In Bezug auf die Diagnose sagte er, dass, wenn der Gliederschmerz bei einem eindeutigen Migräneanfall auftritt, es ziemlich offensichtlich sein sollte, die Verbindung herzustellen. „Mein Eindruck ist jedoch, dass Patienten manchmal Gliederschmerzen oder andere somatische Schmerzmanifestationen nicht erwähnen“, sagte er.

Andere Schmerzen im Migränespektrum können Pseudoangina mit Kopfschmerzen umfassen, und Patienten können wegen des Verdachts auf eine Koronarthrombose auf der Intensivstation landen, sagte Dr. Lane.

Junge Kinder können auch Unterleibsschmerzen haben und werden oft verdächtigt, eine Blinddarmentzündung zu haben, „und vielen Kindern wurde der Blinddarm entfernt, und tatsächlich hatten sie ein migräneartiges Äquivalent“, was wahrscheinlich einen beträchtlichen Anteil der normalen Blinddarmentfernungen ausmacht, gab er zu bedenken.

Dr. Lane sagte, dass Migräne mit anderen ungewöhnlichen Symptomen auftreten kann, wie dem Reynaud-Phänomen und Synkopen, und dass diese Fälle „ziemlich spektakulär auf Kalziumantagonisten ansprechen.“ Eine gute Anamnese kann also solche Fälle aufdecken und zu einer sehr wirksamen Therapie führen sowie unnötige Tests, Überweisungen, Fehldiagnosen, verzögerte Diagnosen und Leiden vermeiden.
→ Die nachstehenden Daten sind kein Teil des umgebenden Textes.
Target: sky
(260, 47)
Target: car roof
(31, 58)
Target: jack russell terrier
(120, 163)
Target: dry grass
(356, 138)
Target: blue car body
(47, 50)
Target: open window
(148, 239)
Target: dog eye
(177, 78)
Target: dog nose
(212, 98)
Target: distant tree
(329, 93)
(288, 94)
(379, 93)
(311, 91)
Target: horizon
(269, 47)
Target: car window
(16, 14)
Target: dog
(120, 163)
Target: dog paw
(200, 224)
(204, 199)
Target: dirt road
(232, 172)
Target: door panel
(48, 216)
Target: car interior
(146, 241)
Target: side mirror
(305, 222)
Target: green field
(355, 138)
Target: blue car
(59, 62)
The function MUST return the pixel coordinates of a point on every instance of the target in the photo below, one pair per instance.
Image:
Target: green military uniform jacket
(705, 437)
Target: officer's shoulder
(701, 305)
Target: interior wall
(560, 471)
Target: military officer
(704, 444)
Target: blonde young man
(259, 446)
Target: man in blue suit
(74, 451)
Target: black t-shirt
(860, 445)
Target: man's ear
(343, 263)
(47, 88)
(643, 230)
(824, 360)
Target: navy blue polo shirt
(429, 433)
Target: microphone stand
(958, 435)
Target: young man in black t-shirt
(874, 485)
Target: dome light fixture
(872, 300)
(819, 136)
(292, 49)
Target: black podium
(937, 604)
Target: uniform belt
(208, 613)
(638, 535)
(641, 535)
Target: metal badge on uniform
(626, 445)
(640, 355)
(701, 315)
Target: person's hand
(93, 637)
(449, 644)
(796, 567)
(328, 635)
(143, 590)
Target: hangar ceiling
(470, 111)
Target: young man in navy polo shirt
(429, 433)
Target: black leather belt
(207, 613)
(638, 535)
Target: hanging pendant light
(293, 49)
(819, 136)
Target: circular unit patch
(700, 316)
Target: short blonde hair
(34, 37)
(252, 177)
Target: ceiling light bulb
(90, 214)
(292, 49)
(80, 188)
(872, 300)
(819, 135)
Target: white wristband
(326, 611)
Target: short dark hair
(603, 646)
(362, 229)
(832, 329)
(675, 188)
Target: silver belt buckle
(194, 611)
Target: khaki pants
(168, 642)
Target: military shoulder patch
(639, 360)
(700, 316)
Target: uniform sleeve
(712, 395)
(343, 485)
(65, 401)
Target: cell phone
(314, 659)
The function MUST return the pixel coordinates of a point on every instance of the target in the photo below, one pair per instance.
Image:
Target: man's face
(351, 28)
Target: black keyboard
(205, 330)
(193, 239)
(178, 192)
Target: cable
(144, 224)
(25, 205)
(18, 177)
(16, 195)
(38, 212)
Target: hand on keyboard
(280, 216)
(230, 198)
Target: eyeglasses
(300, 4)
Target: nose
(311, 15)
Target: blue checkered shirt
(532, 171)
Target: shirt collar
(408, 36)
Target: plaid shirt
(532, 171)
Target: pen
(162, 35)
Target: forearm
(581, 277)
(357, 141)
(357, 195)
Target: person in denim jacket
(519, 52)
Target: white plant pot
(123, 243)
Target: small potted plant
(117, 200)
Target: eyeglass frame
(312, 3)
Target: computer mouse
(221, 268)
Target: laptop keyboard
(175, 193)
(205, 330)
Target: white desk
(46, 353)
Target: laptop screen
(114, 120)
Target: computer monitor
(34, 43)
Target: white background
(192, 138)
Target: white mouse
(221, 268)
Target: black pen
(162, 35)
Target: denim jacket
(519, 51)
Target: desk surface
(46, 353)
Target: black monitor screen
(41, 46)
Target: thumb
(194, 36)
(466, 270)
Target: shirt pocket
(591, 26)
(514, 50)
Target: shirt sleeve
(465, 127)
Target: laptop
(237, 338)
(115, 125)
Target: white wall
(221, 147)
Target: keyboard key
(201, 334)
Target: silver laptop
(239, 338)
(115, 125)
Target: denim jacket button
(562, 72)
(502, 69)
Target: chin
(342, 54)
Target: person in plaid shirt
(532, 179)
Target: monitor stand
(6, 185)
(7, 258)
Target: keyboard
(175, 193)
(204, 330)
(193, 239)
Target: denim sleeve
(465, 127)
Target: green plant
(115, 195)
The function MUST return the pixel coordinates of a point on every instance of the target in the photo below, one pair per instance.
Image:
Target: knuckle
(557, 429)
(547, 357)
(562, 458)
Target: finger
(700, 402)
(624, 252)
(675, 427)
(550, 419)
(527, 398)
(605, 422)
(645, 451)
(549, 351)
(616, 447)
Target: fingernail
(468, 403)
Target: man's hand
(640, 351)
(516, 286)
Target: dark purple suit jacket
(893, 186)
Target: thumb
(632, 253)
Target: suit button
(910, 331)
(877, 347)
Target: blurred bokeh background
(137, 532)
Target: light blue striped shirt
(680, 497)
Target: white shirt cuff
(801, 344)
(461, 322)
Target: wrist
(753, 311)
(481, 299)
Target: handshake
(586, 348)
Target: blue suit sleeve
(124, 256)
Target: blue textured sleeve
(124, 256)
Die Studie wurde vom Nationalen Fonds für wissenschaftliche und technologische Entwicklung der chilenischen Regierung finanziert. Dr. Angus-Leppan und Dr. Lane haben keine relevanten finanziellen Beziehungen offengelegt.

XXII World Congress of Neurology (WNC). Abstract 180. Präsentiert am 1. November 2015.